Prevalence and prognostic value of poor R-wave progression in standard resting electrocardiogram in a general adult population. The Health 2000 Survey.

Ann Med 2010 Mar;42(2):123-30

Division of Internal Medicine, Department of Cardiology, Seinäjoki Central Hospital, Finland.

Aims: We examined the prevalence and prognostic impact of poor R-wave progression (PRWP) in a standard electrocardiogram (ECG) in a general population.

Methods: Data and standard resting ECG recording were collected from a large nationally representative (random sample) health examination survey conducted in Finland in 2000-2001. The final study population consisted of 5613 individuals.

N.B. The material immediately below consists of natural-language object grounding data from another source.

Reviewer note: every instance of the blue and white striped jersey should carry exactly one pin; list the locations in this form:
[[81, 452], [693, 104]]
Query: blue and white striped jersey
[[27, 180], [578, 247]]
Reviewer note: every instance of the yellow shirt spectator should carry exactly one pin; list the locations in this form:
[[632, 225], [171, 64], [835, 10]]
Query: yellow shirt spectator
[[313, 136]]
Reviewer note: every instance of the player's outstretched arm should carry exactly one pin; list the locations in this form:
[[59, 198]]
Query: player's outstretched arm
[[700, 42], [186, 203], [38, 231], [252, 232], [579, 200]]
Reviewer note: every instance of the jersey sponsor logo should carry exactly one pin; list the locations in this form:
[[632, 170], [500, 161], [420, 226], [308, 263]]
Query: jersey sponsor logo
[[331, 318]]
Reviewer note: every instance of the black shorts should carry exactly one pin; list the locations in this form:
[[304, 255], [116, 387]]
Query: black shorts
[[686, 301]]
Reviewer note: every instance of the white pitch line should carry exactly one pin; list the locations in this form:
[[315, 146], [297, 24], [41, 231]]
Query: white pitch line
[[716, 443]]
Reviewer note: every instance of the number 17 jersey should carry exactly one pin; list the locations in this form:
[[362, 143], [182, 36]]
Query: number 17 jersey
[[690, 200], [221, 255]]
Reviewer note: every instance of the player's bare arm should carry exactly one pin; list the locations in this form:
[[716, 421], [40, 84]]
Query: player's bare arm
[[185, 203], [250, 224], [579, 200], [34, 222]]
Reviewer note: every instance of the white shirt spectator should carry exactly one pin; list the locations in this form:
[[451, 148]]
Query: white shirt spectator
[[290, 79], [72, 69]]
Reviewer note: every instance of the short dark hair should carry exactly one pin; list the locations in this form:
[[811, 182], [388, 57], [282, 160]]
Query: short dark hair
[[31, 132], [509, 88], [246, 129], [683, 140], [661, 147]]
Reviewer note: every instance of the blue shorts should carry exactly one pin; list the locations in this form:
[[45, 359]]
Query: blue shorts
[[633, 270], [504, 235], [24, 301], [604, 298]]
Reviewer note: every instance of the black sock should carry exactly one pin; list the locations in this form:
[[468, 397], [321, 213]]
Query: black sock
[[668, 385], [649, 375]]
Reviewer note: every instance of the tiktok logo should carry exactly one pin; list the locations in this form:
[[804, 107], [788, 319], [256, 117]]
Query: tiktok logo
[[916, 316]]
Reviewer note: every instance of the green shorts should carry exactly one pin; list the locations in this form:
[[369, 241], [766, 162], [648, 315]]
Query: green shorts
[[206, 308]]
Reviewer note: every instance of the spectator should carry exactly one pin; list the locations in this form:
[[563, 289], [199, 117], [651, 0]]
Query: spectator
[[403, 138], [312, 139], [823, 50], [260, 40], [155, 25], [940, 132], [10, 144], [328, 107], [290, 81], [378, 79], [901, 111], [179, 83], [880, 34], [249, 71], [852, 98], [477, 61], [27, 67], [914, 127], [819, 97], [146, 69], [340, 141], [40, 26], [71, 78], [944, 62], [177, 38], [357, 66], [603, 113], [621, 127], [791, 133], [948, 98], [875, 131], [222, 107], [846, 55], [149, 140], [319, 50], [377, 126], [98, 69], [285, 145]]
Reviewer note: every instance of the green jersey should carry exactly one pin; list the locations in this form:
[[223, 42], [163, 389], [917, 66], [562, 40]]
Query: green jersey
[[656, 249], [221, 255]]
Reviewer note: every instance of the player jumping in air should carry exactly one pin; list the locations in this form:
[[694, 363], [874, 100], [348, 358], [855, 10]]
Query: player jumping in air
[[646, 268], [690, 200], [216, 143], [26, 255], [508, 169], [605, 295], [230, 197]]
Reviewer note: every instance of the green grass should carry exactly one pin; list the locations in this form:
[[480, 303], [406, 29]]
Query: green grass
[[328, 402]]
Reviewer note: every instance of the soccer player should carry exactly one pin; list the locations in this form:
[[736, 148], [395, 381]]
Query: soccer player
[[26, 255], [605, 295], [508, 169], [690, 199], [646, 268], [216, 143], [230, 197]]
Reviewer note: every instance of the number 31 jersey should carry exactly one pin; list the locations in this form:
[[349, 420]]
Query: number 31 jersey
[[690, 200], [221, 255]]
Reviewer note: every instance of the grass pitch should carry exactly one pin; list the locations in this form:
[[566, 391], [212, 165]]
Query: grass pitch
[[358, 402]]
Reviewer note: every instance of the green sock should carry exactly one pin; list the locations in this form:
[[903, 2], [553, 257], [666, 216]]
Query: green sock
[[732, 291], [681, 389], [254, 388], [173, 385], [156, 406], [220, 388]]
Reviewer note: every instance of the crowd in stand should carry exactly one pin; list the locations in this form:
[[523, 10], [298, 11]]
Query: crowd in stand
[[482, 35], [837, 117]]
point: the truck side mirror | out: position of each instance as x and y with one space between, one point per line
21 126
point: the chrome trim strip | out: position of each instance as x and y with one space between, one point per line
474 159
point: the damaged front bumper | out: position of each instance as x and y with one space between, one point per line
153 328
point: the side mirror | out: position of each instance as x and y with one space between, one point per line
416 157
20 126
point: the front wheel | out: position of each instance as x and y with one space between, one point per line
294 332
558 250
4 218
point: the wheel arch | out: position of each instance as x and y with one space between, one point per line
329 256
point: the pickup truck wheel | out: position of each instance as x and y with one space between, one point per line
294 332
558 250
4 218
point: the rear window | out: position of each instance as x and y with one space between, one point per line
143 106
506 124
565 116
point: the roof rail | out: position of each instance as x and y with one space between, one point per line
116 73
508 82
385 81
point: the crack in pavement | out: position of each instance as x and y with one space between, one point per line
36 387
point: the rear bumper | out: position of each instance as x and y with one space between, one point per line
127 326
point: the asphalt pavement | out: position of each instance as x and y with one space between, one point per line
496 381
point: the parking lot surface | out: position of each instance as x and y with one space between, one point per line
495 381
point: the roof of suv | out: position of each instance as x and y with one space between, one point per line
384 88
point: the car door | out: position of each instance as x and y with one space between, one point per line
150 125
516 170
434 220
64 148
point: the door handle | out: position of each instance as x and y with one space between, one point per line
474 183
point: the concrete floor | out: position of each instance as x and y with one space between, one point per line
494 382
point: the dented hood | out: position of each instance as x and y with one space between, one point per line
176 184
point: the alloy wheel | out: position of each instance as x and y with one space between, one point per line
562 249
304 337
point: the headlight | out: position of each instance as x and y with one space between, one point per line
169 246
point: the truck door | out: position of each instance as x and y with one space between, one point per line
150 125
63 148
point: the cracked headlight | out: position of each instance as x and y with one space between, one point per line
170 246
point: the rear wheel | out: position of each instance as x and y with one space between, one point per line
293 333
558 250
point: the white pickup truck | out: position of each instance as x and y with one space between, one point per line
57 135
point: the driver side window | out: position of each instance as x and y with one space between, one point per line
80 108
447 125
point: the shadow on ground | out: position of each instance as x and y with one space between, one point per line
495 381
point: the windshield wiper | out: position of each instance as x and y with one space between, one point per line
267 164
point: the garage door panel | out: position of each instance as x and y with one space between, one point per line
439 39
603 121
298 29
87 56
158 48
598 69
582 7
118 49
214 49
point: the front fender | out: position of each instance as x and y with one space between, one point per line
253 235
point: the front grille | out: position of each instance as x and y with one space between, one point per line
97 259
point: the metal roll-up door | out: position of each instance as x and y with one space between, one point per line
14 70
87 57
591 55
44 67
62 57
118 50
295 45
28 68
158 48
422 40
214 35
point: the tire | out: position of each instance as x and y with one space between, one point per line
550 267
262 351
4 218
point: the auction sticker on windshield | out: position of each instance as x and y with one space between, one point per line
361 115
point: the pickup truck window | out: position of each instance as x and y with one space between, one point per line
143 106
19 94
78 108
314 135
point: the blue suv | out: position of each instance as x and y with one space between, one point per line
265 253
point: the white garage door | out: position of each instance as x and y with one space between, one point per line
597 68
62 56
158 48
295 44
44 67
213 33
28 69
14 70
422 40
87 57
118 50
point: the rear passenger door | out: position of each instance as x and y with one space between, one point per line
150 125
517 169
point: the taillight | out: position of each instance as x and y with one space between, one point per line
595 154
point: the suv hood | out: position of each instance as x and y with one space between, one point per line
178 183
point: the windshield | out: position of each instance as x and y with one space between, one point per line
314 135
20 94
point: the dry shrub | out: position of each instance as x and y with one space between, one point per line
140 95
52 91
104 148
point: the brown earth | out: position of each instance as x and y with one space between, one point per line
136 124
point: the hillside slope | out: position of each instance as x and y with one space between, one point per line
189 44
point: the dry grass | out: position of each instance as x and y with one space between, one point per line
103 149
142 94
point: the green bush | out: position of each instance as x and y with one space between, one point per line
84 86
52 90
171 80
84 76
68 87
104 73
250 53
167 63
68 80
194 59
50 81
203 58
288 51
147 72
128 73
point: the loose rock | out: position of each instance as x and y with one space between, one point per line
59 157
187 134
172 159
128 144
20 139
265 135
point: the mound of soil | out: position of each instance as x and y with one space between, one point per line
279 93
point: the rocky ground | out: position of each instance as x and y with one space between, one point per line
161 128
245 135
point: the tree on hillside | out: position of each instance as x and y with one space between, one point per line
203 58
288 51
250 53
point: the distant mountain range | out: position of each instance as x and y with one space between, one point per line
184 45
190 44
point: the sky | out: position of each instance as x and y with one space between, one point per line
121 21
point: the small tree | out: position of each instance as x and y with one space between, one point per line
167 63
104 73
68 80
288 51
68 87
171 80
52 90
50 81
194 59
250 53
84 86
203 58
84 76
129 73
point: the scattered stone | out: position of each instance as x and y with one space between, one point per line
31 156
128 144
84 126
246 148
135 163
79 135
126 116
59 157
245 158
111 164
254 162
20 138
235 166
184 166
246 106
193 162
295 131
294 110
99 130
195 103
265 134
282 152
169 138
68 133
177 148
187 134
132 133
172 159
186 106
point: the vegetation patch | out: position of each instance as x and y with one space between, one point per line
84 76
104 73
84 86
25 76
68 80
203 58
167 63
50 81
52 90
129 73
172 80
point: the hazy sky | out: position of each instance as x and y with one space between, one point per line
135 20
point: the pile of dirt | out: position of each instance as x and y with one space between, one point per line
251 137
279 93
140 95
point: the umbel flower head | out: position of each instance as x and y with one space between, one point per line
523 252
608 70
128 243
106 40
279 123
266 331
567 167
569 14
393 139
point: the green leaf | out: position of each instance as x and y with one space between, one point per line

Results: The prevalence of PRWP (defined as RV3 < or = 3 mm and RV2 < or = RV3) was 7.0% in women and 2.7% in men (P< or = 0.001 for difference). During follow-up of 70 +/- 9 months (mean +/- SD), 317 patients died (5.6%). Both all-cause and cardiovascular mortality was higher in the group with PRWP than in those without PRWP in both women and men. In Cox regression analysis after adjustment for age, hypertension, diabetes, previous myocardial infarction, and coronary heart disease, the relative risk for all-cause mortality for PRWP was 1.69 (95% CI 0.89-3.22, P=0.112) for men and 2.00 (95% CI 1.28-3.13, P=0.002) for women. For cardiovascular mortality the relative risk for individuals with PRWP was 1.85 (0.74-4.65, P=0.19) for men and 3.02 (1.54-5.93, P=0.001) for women.

Conclusions: PRWP is a common ECG finding and predicts risk for total and cardiovascular mortality in women in a general population.